“I’ve never experienced anything like this in my life. We went there for the first time and it already felt like we knew her all our lives. And for me this was a process of growing up to be a better human being.” Dariusz Kuźma talks candidly with Fejmi Daut and Samir Ljuma, the cinematographers of Honeyland – one of the most discussed documentary films of 2019 and currently shortlisted for two Academy Awards.
Dariusz Kuźma: I know that Honeyland started as a commissioned project – you were hired to shoot a short documentary dedicated to nature conservation.
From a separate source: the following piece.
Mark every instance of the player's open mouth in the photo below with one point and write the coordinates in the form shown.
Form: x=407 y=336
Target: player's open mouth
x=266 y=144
How did it evolve into a poignant feature about forgotten ways of beekeeping and different shades of being human?
Fejmi Daut: This abandoned village you see on the screen, Bekirlijia, is located more or less in the middle of North Macedonia, near the Bregalnica river, in a strikingly beautiful area that is basically forgotten by almost everyone. Time flows differently there. While we were doing research with directors Ljubomir Stefanov and Tamara Kotevska for the short documentary you mentioned, we heard about an old Turkish family living there, in seclusion from the rest of the world, keeping bees in an almost ancient way. We decided to go there and meet with these people; find some interesting and fresh ideas for our project.
And then you met Hatidze, this wild beekeeper and a beautiful human being who stays with her sick mother in a world that should not exist by modern standards, living almost exclusively on what she gets from her symbiotic relationship with the surrounding nature.